I fell off
TLDR; for a little while I experienced ~experience~ without the pathos or hubris
Around this time last year, I stopped posting my usual long-reads on instagram. Usually tangentially bike-related, I think I used ig posts as a way to parse my experiences and share my thoughts along with attempting something approaching aestheticism. Stopping posting wasn’t a conscious decision - I would think about sharing thoughts and photos but never hit ‘share’. And it happened (or didn’t) long before we fell pregnant. When I made a mountain biking instagram for specific MTB influencer posting and made my original account private. Then I was caught between wanting a private space for me - more fool me for trying to influence without a plan - and not knowing what that looked like after collecting so many internet friends in doing so. Whatever the reason, I went to ground as far as my heart-on-sleeve, stream-of-consciousness long posts went.
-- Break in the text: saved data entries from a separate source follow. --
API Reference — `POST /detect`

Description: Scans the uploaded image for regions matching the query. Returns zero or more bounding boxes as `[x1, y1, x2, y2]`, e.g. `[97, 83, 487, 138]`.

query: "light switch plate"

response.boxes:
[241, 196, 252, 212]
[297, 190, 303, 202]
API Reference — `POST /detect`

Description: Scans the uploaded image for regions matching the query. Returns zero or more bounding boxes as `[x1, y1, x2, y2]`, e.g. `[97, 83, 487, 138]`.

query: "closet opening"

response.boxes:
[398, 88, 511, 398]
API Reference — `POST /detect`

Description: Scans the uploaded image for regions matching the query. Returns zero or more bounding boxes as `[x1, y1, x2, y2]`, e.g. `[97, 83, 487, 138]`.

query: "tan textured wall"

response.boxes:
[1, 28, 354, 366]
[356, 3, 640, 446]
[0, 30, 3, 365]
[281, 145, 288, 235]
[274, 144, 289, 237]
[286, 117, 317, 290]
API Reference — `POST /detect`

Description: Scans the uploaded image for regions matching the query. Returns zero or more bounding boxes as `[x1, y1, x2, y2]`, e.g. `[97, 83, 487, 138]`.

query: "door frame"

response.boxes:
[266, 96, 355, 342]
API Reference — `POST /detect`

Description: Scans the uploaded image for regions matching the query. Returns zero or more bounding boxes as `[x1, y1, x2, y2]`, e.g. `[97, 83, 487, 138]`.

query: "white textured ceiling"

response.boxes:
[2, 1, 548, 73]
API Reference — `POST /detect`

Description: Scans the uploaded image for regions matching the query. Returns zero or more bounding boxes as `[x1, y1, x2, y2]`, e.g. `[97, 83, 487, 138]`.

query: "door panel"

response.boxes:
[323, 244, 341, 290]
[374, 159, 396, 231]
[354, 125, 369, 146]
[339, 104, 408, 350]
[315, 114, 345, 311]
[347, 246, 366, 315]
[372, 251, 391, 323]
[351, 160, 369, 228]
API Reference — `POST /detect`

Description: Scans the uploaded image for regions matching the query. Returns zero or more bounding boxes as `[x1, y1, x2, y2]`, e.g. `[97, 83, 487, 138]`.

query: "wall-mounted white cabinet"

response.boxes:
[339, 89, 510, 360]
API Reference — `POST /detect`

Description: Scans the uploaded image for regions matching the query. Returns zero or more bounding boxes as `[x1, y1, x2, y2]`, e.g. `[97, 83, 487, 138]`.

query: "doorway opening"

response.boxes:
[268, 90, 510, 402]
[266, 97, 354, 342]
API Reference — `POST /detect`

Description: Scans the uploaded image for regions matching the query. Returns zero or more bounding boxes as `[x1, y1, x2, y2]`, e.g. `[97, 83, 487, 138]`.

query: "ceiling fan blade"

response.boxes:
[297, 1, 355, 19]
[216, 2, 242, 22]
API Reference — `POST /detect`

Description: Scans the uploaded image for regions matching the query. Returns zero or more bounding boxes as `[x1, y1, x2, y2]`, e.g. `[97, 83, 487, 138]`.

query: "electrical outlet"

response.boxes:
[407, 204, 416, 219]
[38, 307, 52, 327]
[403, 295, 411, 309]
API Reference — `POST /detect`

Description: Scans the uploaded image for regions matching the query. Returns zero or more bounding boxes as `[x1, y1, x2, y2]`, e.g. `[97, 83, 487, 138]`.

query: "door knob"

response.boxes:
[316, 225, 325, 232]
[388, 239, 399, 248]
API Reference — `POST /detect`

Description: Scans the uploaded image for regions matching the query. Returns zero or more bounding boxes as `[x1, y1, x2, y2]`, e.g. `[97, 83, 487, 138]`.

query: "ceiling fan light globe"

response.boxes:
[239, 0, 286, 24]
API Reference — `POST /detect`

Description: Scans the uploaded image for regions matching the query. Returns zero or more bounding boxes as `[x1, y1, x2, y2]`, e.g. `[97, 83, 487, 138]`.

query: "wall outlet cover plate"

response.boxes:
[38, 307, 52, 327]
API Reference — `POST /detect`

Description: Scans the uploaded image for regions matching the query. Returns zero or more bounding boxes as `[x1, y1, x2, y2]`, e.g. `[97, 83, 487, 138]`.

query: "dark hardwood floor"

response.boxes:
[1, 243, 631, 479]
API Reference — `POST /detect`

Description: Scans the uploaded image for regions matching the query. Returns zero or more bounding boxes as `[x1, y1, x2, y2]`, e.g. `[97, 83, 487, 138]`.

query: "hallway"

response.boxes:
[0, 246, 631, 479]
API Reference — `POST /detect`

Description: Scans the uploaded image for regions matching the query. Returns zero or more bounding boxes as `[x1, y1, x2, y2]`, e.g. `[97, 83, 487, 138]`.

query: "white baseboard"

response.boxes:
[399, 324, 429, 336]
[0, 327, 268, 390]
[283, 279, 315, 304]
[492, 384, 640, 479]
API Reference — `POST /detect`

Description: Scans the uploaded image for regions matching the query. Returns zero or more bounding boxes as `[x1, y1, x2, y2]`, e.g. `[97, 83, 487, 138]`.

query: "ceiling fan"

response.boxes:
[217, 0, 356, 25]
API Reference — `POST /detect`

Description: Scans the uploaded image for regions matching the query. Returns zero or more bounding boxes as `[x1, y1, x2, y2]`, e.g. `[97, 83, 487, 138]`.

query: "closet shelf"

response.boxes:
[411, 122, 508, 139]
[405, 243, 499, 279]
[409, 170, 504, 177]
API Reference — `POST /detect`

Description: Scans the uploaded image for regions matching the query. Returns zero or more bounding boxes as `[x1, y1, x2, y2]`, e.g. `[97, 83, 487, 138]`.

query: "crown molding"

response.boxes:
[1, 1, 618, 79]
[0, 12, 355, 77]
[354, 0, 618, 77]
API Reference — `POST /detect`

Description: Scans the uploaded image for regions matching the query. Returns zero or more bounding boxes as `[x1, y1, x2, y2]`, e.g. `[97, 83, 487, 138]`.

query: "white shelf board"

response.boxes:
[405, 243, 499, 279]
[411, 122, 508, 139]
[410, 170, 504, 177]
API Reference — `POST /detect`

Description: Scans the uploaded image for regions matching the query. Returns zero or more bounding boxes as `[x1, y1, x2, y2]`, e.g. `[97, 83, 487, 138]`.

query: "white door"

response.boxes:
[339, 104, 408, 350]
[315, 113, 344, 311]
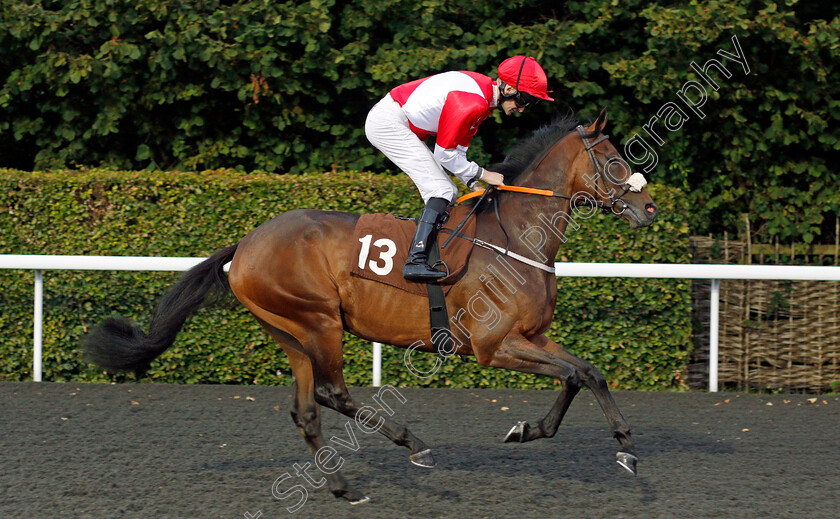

And then I was pregnant and burrowed deeper. And honestly, I feel like all the well-meaning words, the kind-and-interested but nearly-probing questions and all the social media snippets of other people’s lives led to some (heightened) anxiety bordering on superstition and a quiet introspection that had me holding my proverbial cards to my chest. Now I think about it, I was overwhelmed by all the good intentions - the advice, the must-buys, ‘this is what we did’, the kindly inquiries about my body and my unborn baby and a life I hadn’t lived yet.
And now I realise I was seeking privacy to protect a vulnerability I have never felt before. Not because those inquiries and that community was unwelcome. Simply to quietly experience a changing body, mind and marriage, to wonder how those things would change again and again, and to just be in each of those things as they were.
Truthfully, it feels like my brain took its leave really early on in pregnancy, and actually I think that was for the best because it was a blissful time. No early daycare inspections, no baby shower, no solid plan for mat leave, no themed nursery. I shared what I could about the whole shebang and went to work as a lawyer and did cases (some of them about birth and labour gone wrong) and tried to do one day at a time while counting the weeks and months forwards and backwards.
And now we’re on the other side. Where every day is an adventure made of ever-differing variations of the same three activities and all the cliches are true. Where I’m still holding onto the solitude I built around us, before we became an us of 3, maybe even more than before. Where the shape of time is bent and doesn’t mean what it used to and doesn’t really matter and where my brain probably still isn’t but where my little family is, our hearts fiercely beating against the cold outside.